On reproche souvent au gouvernement conservateur que sa reconnaissance de la nation québécoise ne soit que symbolique, sans portée réelle. Le sport d'élite lui donne présentement l'occasion de montrer le contraire.

Les médias ont fait grand vent de la menace de Ski de fond Canada de reclasser Alex Harvey de l'équipe A à l'équipe B, soit celle de développement, malgré ses performances inégalées par les autres skieurs canadiens cette année. Plusieurs journalistes ont expliqué qu'un conflit autour du lieu d'un entraînement opposait Alex Harvey à Ski de fond Canada, d'où la menace de reclasser le fondeur. Derrière cette confrontation se camoufle plus qu'un lieu d'entraînement. En effet, celle-ci porte vraiment sur la façon dont le ski de fond et d'autres sports d'élite sont organisés au Canada.

 

Pour le ski de fond, il existe deux principaux centres nationaux d'entraînement: un à Canmore en Alberta et l'autre à Saint-Ferréol-les-Neiges au Québec. Le premier est le principal puisqu'il a la responsabilité de tous les athlètes séniors classés sur le circuit de la coupe du monde (l'équipe A) et d'un certain nombre d'athlètes seniors non classés (l'équipe B). Le second n'entraîne que des athlètes séniors non classés et des athlètes juniors.

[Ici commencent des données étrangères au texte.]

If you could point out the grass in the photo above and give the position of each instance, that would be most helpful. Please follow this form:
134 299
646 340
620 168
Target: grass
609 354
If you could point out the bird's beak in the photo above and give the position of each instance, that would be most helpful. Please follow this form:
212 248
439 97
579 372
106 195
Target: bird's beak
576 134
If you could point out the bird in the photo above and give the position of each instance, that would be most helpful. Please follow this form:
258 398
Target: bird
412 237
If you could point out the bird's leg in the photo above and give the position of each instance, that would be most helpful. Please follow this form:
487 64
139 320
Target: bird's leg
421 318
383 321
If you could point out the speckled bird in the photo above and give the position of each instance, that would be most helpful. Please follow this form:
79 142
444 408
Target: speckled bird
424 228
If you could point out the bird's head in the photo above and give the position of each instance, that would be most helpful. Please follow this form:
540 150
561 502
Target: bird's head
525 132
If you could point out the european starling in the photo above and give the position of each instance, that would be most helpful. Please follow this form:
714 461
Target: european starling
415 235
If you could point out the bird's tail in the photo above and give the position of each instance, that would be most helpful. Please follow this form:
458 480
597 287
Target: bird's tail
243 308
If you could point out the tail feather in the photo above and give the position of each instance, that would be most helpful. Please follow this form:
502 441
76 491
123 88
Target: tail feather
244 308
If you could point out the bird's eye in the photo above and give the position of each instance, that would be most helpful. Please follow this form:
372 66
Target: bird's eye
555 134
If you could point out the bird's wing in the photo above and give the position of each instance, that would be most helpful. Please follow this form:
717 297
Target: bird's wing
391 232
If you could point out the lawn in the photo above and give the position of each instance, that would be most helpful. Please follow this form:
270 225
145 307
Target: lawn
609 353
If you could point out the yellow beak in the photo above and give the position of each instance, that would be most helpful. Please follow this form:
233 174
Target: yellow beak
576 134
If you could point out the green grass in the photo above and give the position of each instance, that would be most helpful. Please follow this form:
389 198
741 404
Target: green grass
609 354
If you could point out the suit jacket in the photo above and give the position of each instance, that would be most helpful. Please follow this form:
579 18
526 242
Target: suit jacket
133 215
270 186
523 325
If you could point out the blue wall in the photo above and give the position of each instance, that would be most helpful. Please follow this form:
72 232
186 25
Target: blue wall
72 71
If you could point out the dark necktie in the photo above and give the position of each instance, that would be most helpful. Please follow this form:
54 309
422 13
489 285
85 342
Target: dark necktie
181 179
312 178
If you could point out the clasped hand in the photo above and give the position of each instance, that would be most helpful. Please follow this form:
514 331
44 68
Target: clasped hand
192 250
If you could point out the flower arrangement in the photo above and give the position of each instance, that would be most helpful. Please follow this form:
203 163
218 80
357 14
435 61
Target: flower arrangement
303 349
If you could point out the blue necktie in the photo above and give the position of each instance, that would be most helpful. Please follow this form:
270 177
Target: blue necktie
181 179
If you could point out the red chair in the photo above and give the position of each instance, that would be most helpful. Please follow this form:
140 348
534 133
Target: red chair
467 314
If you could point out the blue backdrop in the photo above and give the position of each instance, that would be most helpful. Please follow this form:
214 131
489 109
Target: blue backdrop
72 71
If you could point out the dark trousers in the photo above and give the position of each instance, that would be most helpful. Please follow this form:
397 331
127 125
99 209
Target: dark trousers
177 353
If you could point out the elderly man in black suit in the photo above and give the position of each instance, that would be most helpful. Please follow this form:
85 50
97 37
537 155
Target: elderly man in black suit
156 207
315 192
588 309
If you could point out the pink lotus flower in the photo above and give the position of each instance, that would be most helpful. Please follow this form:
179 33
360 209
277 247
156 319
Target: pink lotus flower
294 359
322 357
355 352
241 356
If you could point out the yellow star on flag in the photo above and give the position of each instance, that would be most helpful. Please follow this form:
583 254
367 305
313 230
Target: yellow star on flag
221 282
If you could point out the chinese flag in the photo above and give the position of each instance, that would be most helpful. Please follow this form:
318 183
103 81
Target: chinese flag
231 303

Puisque Harvey est senior et classé, la règle exige qu'il s'entraîne à Canmore «pour favoriser une culture d'excellence», dit Tom Holland de Ski de fond Canada.

Il y a eu exception à cette règle de partage pour la saison 2008-2009, puisque Ski de fond Canada a permis à Alex Harvey de faire le saut dans l'équipe A, sans le déloger du centre d'entraînement de Saint-Ferréol-les-Neiges. Harvey est un jeune francophone, attaché à son milieu, et qui poursuit des études à l'Université Laval. Le déraciner de ce milieu aurait sans doute pu nuire à sa performance. Mais en permettant à Harvey de demeurer au Québec, Ski de fond Canada a demontré qu'elle était capable de comprendre la situation particulière des francophones au Canada.

L'organisation envoyait le message que dans un pays où cohabitent une majorité anglophone et une minorité francophone, des arrangements doivent parfois être envisagés pour permettre à cette dernière de se sentir chez elle.

L'attitude de Ski de fond Canada était tout à fait dans l'esprit du fédéralisme d'ouverture. Cela rend d'autant plus incompréhensible la menace de Ski de fond Canada la semaine dernière, qui sommait Harvey de déménager à Canmore ou d'accepter un reclassement dans l'équipe B.

Pour éviter son reclassement, Harvey a dû accepter un compromis (voir La Presse du 9 mai 2009). Mais l'affaire Harvey offre aux autorités fédérales l'occasion d'aller au-delà d'un compromis qui ne concerne qu'un athlète, en institutionnalisant le fédéralisme d'ouverture dans les sports d'élite.

Puisque les Québécois sont reconnus formellement comme nation au sein du Canada, il n'est pas normal qu'une organisation comme Ski de fond Canada impose à ses meilleurs athlètes francophones un milieu d'entraînement anglophone. Les autorités fédérales devraient offrir au centre national de Saint-Ferréol-les-Neiges un statut égal à celui de Canmore, ce qui permettrait à tous les athlètes de choisir entre un milieu d'entraînement anglophone et un francophone.

Ceux qui craignent l'effet que pourraient avoir deux lieux d'entraînement sur l'unité de l'équipe peuvent être rassurés. Les athlètes ne choisiraient pas tous leur lieu d'attache en fonction de la langue, certains préférant les méthodes d'entraînement d'un endroit plutôt que celles de l'autre. Cela permettrait l'intégration de quelques anglophones dans un milieu francophone et de quelques francophones dans un milieu anglophone, comme cela se fait actuellement pour l'équipe B. Des entraînements communs pourraient aussi avoir lieu à l'un et l'autre des deux centres. Actuellement, ce sont les athlètes de Saint-Ferréol-les-Neiges qui se déplacent pour des entraînements à Canmore. Enfin, les athlètes seraient ensemble lors des compétitions, qui occupent une bonne partie de l'année. Tout cela pourrait assurer la cohésion de l'équipe, qui représentait toujours un Canada uni sur les circuits internationaux.

Il ne reste qu'à espérer que les autorités fédérales saisiront cette occasion que leur a donnée l'affaire Alex Harvey pour revoir l'organisation de certains sports d'élite et montrer que le fédéralisme d'ouverture est plus que de belles paroles.

L'auteur est professeur de science politique à l'Université de Montréal et auteur de l'ouvrage «Le fédéralisme d'ouverture», paru chez Septentrion en 2007.